Yes, but the same goes for the production manager, or anyone in the crew, really. We simply don’t have the resources to have a different person for each and every task. For example, with A Women Captured, the director [Bernadett Tuza-Ritter] shot the whole film by herself. Multitasking is an inherent part of documentary filmmaking. Sure, we usually have a treatment as a starting point, but with a doc, where you follow someone for a prolonged period of time, you just can’t write a whole script. A story takes shape as it is being developed and is finalised during editing; and I’m there for the whole ride. A producer has much more of a creative role, with a strong personal and working relationship with the director. It’s my responsibility to resolve legal problems and protect the film, while at the same time guarantee the safety of the subjects, see to it that no one takes advantage of them and that they won’t regret making the film.
Is it difficult to decide when a documentary’s story has run its course and when it’s time to end it, knowing that an interesting event might be just around the corner?
There are directors who’d love to shoot forever, and I have to be smart about saying: okay, we have to finish it now. We cannot go over the budget, and post-production is not cheap, and editing always takes longer than it does with a feature film — we have to build a story from 100 or 200 hours’ worth of footage, without a scripted shot list. We have constant discussions from the get-go about where the story is heading, how we can build a narrative, what would an optimal endpoint be and when we can expect it to come true.
How many sources can you draw the budget from for a documentary film?
Well, in Hungary there’s the Hungarian National Film Fund which supports feature-length films intended for theatrical release. There’s a TV fund called MTVA Mecenatura; the TAX incentive; and HBO Europe, which is extremely important for documentaries. What makes it a bit more complicated is that it’s not really possible in Hungary to combine these different financing sources, and during the planning or development phase we often have to prove that our film is not only for TV, but that it has a place in movie theatres as well. There are also international sources: for our Hungarian–Bhutanese production, The Next Guardian, we successfully applied for Creative Europe MEDIA funding from the EU and we had help from the IDFA Bertha Classic Fund, which supports projects from developing countries, and the IDFA Bertha Europe Fund for European co-productions. We also resorted to crowdfunding and had KRO-NCRTV as our co-producer from the Netherlands.

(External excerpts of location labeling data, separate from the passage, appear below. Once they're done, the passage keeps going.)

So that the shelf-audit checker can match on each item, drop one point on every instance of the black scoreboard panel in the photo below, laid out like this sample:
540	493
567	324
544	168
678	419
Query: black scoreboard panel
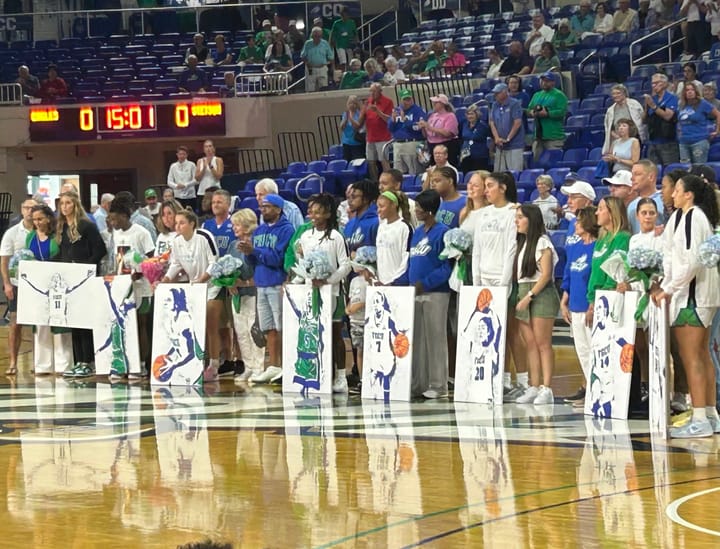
126	120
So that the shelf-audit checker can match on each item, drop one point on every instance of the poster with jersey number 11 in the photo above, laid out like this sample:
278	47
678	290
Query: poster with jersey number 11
388	348
178	347
480	363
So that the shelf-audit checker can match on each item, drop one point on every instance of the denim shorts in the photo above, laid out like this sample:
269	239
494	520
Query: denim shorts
269	305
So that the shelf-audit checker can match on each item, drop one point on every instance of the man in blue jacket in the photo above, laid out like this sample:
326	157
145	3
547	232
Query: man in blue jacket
361	230
266	252
407	135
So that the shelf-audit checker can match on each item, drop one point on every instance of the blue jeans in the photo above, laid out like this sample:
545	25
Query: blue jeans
694	153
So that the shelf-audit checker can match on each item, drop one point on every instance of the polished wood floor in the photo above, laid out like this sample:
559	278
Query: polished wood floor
94	465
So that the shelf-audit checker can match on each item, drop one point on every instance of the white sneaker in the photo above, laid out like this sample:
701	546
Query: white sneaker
340	384
544	396
528	397
266	376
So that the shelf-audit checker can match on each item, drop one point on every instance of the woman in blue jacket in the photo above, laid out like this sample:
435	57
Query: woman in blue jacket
429	274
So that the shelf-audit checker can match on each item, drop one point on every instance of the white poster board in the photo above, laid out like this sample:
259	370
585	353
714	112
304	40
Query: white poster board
57	294
117	348
480	362
307	339
178	347
388	349
659	343
613	347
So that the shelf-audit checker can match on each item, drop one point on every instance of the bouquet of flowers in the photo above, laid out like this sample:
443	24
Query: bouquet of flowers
640	264
365	258
225	271
709	252
458	244
16	258
154	268
314	265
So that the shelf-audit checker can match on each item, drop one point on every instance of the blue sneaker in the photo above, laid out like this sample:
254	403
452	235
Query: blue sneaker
693	429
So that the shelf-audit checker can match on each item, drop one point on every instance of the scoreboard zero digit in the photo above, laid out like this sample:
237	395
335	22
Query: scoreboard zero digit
127	120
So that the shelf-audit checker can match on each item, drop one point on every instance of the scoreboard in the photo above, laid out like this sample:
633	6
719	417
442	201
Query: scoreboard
126	120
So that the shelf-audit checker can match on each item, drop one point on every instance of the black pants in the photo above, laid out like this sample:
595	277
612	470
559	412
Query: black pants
83	348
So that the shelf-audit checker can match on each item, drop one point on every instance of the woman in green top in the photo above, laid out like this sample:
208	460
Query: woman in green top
547	60
52	347
614	235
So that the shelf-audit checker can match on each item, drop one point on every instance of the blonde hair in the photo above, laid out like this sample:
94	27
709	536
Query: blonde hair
72	222
245	218
470	203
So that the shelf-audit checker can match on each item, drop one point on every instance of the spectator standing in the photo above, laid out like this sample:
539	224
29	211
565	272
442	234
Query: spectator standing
266	253
406	133
548	106
517	61
538	35
208	170
376	115
692	128
343	36
441	127
193	79
30	84
352	136
53	87
508	133
583	20
623	107
625	18
318	57
644	180
474	131
198	49
661	108
181	178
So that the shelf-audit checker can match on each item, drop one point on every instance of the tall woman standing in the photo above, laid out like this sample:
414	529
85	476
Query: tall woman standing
79	241
693	293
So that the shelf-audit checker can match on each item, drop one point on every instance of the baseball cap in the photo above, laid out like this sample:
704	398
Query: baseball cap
273	200
579	187
440	98
621	177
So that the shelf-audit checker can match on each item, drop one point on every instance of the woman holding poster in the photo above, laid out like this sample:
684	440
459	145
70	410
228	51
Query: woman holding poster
693	293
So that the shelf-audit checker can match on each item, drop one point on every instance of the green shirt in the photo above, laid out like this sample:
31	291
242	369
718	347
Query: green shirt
553	126
352	80
343	33
256	53
604	247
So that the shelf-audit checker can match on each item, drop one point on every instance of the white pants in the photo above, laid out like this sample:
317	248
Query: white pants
582	340
315	78
252	355
52	352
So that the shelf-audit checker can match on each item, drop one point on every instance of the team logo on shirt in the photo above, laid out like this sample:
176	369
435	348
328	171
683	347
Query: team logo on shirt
421	248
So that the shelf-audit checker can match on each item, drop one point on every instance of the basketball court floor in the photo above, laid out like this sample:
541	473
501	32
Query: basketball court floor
94	465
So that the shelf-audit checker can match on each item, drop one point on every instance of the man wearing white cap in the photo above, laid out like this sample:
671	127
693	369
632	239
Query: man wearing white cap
620	185
508	133
580	195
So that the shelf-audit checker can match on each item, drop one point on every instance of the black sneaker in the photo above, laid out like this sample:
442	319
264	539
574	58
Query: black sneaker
227	369
580	395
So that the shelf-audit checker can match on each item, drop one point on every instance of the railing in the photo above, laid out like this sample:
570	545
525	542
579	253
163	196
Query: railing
11	94
668	30
366	34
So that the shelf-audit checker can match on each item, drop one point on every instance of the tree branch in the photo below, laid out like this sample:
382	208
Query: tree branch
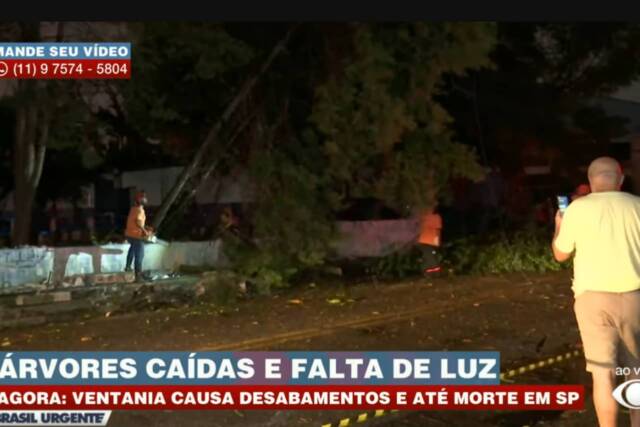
212	136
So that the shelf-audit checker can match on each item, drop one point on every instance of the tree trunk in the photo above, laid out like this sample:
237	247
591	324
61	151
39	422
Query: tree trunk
212	136
33	119
32	132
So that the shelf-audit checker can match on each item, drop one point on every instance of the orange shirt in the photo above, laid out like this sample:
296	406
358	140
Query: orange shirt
136	214
430	229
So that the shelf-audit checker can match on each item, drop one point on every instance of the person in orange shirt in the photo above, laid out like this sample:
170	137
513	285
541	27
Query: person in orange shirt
429	241
137	233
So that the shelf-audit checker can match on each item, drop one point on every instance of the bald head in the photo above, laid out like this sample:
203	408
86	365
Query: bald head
605	174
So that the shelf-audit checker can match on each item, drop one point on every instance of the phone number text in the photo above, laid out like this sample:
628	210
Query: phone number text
57	69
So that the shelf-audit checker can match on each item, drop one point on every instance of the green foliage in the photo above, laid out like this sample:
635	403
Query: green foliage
185	73
523	251
386	136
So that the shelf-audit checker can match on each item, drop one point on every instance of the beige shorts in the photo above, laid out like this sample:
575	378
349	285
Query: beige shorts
609	326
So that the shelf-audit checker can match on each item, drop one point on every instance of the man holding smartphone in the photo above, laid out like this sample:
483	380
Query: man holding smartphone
602	231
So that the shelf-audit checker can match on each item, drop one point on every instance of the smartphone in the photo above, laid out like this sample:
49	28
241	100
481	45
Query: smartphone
563	203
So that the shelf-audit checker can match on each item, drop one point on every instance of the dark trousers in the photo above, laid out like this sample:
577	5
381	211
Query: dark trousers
136	252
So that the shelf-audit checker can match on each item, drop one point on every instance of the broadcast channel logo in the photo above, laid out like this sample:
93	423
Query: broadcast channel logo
628	394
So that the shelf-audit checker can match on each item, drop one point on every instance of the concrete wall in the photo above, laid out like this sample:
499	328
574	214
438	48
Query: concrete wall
32	265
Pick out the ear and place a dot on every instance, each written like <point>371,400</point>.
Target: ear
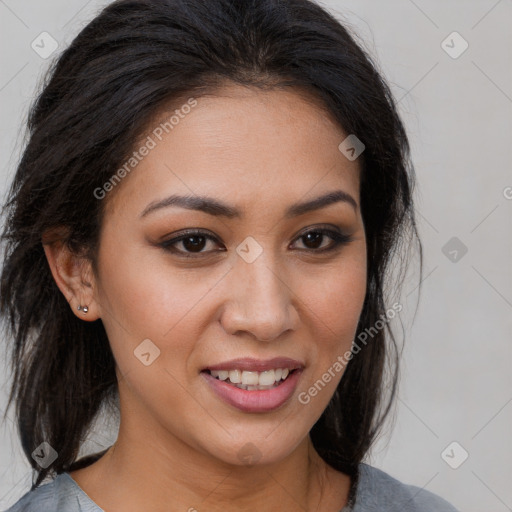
<point>73,275</point>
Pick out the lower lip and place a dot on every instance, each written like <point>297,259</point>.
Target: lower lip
<point>264,400</point>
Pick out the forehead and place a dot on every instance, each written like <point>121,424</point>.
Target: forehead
<point>241,142</point>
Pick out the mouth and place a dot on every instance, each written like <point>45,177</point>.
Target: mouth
<point>252,385</point>
<point>252,380</point>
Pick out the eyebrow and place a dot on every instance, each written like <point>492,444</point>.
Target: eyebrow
<point>217,208</point>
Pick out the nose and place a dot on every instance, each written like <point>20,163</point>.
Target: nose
<point>259,300</point>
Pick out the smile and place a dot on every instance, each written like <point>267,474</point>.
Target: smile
<point>252,381</point>
<point>252,385</point>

It’s a confluence of many different forces. The three films you’ve just mentioned were all distributed by ELF Pictures, a company dedicated not only to distribute but also to produce documentaries. They spend a lot of time and energy bringing these films to theatres so that more people can see them. Soldivision also represents films in alternative distribution, bringing The Next Guardian to cinemas, for example. We had to bring a few high-quality docs to the table to convince them that they are worth showing on the big screen. At the same time, we have to educate audiences and try to get them accustomed to seeing documentaries in movie theatres, because it can be a wonderful experience. There is still a misconception about docs being boring, and my hope is that we can eradicate that.
Can you tell me about your future projects?
Sure. We have Above the Line by Anikó Mária Nagy, which is about a mother and her two daughters who are professional swimmers and about cultivating talent from the viewpoint of a parent. Liquid Gold by Tamás Almási is about the Aszú from Tokaj seen through the work of three winemakers; it will be premiered later this year, followed by cinema release. Our Father, co-directed by Márton Vízkelety and myself, is the story of a Catholic priest who decides to renounce his vows and abandon his profession to assume the responsibility of having a family. And Wardens of Memory, by Klára Trencsényi, is about a rapidly evaporating Jewish community in Cochin, India, and those who want to preserve its memory for the next generations. We’re also developing two features: Beauty Queen by Áron Mátyássy, which is based on a real, tragic story from the 1980s, and Recordings, by Diana Groó, a formally experimental project about an infamous blood libel from the 19th century. This last project is part of this year’s ScripTeast, and the last rounds of pitching will happen at Cannes, which we’re very excited about it.